A municipal court judge found that Justin Hughes, above, provoked the assault by Peter and Steven Lang, below, by saying that Steven Lang should have died in Iraq. (Click to enlarge)
By JOHN T. WARD
The Lang brothers of Sea Bright won’t be barred from serving as officers of the volunteer fire department as a result of their convictions for assaulting a third firefighter during a wetdown celebration in the firehouse bar a year ago, a judge ruled Wednesday afternoon.
Instead, the Langs and the man they were convicted of attacking all came away with the same sentence: $500 in penalties, as well as a requirement to perform 100 hours of community service.
That service, said Little Silver Judge James Berube, could come in the form volunteer fire or first aid work, duties all three have performed for years.

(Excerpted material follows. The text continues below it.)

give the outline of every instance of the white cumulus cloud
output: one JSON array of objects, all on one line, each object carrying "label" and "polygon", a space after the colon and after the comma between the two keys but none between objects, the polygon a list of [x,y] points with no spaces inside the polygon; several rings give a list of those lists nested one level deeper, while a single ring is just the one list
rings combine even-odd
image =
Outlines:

Citing their long and unblemished records as firefighters and first-aid responders, Berube waived a state statute that would have automatically barred Peter Lang IV, 33 a former fire chief and Steven Lang, 25, from serving as officers of the fire department for the rest of their lives.

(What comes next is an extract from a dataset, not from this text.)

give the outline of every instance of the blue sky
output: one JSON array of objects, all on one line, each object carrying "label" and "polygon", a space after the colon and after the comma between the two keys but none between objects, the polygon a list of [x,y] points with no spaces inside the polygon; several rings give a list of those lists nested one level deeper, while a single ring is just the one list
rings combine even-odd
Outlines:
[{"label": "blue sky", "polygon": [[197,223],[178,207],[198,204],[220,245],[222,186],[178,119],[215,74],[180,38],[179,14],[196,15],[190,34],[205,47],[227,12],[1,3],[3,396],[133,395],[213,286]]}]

And while he admonished all three men to behave civilly going forward, Berube laid blame for what he termed a “a minor incident, a scuffle,” on the victim, Justin Hughes, 28.

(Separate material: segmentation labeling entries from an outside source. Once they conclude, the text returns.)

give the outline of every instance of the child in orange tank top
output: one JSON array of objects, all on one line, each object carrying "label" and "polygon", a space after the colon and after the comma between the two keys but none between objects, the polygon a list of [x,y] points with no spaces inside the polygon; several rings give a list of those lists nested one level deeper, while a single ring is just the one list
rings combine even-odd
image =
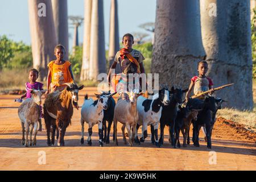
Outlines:
[{"label": "child in orange tank top", "polygon": [[64,84],[74,81],[71,63],[63,59],[65,53],[63,46],[59,44],[55,47],[54,55],[56,59],[48,64],[49,70],[47,82],[47,91],[46,94],[56,90],[62,91],[67,86]]}]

According to testimony that Berube said he found credible, Hughes was alleged to have said during an argument that Steven Lang, a former Marine who served a year in the war in Iraq, should have been killed there.
“I’ve concluded that it was your actions” that provoked the second, and more serious of two confrontations between the three that were caught on video, Berube said. “Your words were so serious, so sensitive… they are so inflammatory that they constituted provocation.”
Berube’s ruling came after municipal Prosecutor Mike Halfacre, who also serves as Fair Haven mayor, backed away from a demand that the Langs be barred for life from serving as officers.
Though he said the pair had “disgraced and discredited” the Sea Bright Fire Department, and though they appeared to have rallied a “good-old-boy network” of support that included what he termed “suspect” letters of support, Halfacre said he would not press for forefeiture because state Department of Health and Human Services rules would have mandated the Langs lose their EMT licenses as well.
“That’s where I took pause,” he told Berube.
Peter Lang was set to move up the ladder into the assistant chief position this year, and Steven Lang was slated for the second lieutenant role. But those positions have sat vacant all year, with the brothers maintaining their previously held officer positions.
After the sentencings, the Langs declined comment. Hughes said only that an “absolute injustice” had occurred.